I understand this, however I was hoping there was a nice way of 
defining this functionality. I concede that my code above may 
already be as short and concise as I can get it.

Thanks in advance!

David.
Jun 03 2015
parent reply "anonymous" <anonymous example.com> writes:
On Wednesday, 3 June 2015 at 09:10:22 UTC, David Monagle wrote:
 What I was looking for is a more elegant way of defining those 
 secondary functions. Originally I was hoping I could do 
 something like:

 enum shouldEqual(E, V) = shouldValue((e, v) => e == v, "equal", 
 E, V);
Here you go: ---- template shouldValue(alias operation, string description) { bool shouldValue(E, V)(lazy E expression, V value, string name="Value", string file = __FILE__, typeof(__LINE__) line = __LINE__) { if (operation(expression, value)) return true; throw new Exception(format("%s should %s %s, but was actually %s", name, description, value, expression), file, line); } } alias shouldEqual = shouldValue!((e, v) => e == v, "equal"); alias shouldBeGreaterThan = shouldValue!((e, v) => e > v, "be greater than"); ---- The trick is to split `shouldValue` into two nested templates.
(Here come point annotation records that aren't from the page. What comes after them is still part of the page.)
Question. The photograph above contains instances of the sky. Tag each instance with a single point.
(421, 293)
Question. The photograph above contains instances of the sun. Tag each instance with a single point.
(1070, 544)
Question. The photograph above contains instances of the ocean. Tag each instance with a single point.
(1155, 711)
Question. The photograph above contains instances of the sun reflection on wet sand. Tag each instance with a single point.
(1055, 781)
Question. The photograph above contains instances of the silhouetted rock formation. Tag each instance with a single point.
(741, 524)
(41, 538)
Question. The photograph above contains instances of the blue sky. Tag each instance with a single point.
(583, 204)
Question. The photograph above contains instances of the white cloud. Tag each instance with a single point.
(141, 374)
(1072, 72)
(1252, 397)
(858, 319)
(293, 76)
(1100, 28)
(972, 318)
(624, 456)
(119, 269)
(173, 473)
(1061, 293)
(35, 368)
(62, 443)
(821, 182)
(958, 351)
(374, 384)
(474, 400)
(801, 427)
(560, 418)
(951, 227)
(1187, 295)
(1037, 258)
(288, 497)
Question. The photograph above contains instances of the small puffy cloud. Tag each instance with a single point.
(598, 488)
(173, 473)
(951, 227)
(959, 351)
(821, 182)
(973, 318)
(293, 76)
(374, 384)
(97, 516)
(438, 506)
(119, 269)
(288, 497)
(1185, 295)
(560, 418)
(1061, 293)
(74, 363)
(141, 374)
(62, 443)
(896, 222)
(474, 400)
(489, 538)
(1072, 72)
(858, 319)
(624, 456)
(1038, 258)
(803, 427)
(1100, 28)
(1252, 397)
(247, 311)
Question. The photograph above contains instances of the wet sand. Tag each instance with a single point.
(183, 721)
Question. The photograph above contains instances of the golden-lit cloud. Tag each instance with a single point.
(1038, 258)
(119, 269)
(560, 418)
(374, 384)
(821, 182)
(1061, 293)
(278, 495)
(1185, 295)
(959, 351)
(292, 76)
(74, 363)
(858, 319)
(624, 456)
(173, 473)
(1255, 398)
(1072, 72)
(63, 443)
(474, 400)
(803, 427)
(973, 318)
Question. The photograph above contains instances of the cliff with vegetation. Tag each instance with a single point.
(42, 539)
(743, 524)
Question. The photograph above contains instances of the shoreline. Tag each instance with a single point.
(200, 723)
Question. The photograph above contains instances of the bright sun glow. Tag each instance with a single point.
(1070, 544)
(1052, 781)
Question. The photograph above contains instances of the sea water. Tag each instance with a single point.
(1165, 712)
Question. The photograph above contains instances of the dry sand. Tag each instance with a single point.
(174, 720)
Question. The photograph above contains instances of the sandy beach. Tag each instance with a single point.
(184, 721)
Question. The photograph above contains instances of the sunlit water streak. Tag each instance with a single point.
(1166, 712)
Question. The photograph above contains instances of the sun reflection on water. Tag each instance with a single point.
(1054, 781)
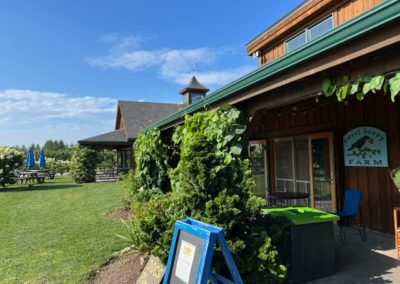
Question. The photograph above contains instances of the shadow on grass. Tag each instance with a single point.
(33, 187)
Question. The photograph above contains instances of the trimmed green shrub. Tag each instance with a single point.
(212, 183)
(10, 161)
(83, 164)
(57, 166)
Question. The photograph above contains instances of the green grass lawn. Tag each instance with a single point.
(56, 232)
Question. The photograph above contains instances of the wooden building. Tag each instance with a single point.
(297, 135)
(131, 117)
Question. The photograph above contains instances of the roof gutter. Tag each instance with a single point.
(376, 17)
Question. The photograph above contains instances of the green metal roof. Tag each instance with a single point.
(365, 23)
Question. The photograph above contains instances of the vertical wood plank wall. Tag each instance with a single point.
(341, 15)
(379, 195)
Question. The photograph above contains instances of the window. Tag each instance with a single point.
(321, 28)
(309, 34)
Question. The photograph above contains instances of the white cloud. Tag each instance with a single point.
(174, 65)
(28, 116)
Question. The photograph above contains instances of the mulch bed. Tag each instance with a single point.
(122, 270)
(120, 214)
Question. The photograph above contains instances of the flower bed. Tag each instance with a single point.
(10, 161)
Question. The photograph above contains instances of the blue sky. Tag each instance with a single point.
(64, 64)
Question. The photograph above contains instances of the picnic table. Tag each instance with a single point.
(287, 197)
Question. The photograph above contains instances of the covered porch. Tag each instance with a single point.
(117, 141)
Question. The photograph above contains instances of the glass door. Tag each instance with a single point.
(322, 172)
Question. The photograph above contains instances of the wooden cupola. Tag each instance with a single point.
(193, 92)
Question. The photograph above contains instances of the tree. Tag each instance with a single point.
(83, 164)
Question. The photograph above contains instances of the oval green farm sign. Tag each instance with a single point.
(365, 147)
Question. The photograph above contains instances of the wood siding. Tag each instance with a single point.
(341, 14)
(352, 9)
(379, 195)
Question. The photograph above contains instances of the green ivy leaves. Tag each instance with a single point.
(362, 86)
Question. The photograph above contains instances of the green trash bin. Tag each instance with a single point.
(310, 249)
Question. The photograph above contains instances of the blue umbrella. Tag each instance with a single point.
(30, 159)
(42, 161)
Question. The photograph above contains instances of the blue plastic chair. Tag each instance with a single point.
(351, 208)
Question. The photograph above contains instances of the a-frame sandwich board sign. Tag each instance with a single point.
(191, 254)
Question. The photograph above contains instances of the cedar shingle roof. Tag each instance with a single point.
(116, 137)
(137, 115)
(194, 85)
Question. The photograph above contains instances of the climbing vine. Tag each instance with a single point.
(363, 86)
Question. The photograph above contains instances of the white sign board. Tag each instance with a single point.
(185, 261)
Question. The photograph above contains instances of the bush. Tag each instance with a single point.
(212, 183)
(83, 164)
(151, 161)
(107, 159)
(10, 161)
(131, 186)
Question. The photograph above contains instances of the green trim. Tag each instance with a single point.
(376, 17)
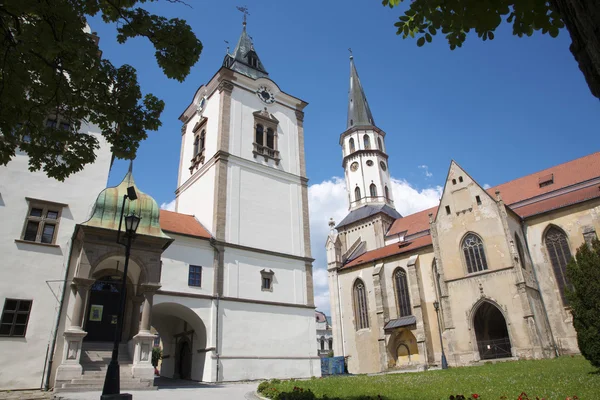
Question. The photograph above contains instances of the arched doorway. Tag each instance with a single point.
(102, 309)
(491, 332)
(184, 360)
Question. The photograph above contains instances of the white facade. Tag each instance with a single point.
(35, 271)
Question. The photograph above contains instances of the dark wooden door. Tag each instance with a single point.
(103, 307)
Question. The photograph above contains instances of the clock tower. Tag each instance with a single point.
(242, 170)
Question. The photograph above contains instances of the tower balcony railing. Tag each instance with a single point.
(371, 199)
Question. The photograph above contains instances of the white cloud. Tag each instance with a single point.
(425, 168)
(170, 206)
(329, 199)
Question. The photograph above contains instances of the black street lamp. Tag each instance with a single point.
(112, 382)
(436, 305)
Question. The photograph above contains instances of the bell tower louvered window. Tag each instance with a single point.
(474, 253)
(361, 316)
(559, 254)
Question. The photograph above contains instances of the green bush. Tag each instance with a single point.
(583, 272)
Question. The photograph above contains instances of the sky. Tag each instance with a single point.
(502, 109)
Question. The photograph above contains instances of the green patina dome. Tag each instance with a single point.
(107, 209)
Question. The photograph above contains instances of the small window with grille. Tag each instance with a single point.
(41, 224)
(15, 317)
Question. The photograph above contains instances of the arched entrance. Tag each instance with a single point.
(491, 332)
(102, 310)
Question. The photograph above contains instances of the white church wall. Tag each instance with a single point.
(35, 271)
(266, 201)
(182, 253)
(258, 338)
(198, 198)
(243, 278)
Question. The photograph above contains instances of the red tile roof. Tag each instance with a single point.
(390, 250)
(183, 224)
(559, 201)
(566, 174)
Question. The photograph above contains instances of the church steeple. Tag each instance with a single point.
(244, 59)
(359, 113)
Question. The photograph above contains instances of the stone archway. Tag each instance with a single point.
(491, 332)
(184, 337)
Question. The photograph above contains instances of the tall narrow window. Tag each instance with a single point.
(357, 193)
(195, 276)
(259, 134)
(474, 253)
(202, 139)
(373, 190)
(520, 251)
(361, 316)
(559, 254)
(196, 144)
(270, 138)
(402, 293)
(15, 317)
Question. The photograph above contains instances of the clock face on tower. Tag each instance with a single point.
(265, 95)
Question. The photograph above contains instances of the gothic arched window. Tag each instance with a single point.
(367, 141)
(361, 317)
(202, 139)
(373, 190)
(472, 247)
(259, 134)
(270, 138)
(196, 143)
(402, 293)
(557, 246)
(520, 251)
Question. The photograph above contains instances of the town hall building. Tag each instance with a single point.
(484, 271)
(225, 281)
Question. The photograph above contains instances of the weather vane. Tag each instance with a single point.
(244, 10)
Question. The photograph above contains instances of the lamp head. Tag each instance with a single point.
(131, 223)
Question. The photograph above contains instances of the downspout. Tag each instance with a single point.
(218, 297)
(523, 228)
(48, 364)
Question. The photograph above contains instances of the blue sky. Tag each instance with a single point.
(501, 108)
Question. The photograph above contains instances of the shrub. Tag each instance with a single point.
(583, 272)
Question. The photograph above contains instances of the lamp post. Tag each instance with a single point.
(112, 382)
(436, 305)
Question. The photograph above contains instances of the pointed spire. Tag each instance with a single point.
(359, 113)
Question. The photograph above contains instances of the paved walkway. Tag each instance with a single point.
(181, 390)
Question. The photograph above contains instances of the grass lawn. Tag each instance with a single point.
(554, 379)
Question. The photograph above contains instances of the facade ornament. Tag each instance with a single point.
(225, 86)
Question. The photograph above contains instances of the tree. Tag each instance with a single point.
(456, 18)
(53, 78)
(583, 272)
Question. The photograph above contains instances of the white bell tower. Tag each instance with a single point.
(363, 147)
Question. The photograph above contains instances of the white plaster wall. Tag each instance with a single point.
(179, 256)
(257, 342)
(198, 199)
(264, 208)
(33, 272)
(243, 104)
(243, 278)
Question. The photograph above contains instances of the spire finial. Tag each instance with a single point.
(244, 10)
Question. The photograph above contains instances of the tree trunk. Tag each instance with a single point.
(582, 19)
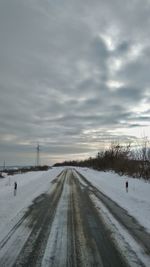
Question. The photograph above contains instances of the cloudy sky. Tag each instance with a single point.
(74, 76)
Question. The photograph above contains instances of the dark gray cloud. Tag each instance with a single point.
(74, 75)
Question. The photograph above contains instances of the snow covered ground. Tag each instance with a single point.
(136, 201)
(30, 185)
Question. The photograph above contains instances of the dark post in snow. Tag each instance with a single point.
(38, 155)
(127, 185)
(15, 188)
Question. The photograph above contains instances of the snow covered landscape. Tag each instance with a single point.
(33, 184)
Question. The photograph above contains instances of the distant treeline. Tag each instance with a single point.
(24, 170)
(120, 159)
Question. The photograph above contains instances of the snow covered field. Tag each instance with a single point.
(136, 201)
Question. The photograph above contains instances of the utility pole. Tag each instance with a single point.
(38, 155)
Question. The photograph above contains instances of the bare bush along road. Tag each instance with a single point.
(64, 228)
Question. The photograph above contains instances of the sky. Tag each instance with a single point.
(74, 77)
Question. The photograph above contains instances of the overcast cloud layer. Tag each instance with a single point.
(74, 76)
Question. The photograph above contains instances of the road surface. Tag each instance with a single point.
(63, 227)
The outer template has those parameters that cannot be deduced: `operation` and `description`. The inner template has the parameters that should be deduced: `E` and `V`.
Jun 03 2015
parent "David Monagle" <david.monagle intrica.com.au> writes:
Wow, thanks very much anonymous. I did try that as a solution but 
stupid me was using an enum rather than an alias for the 
"shortcut" functions.

Been staring at the problem for so long that I couldn't see the 
problem right in front of me!

Appreciate the help greatly. Code now looks elegant again.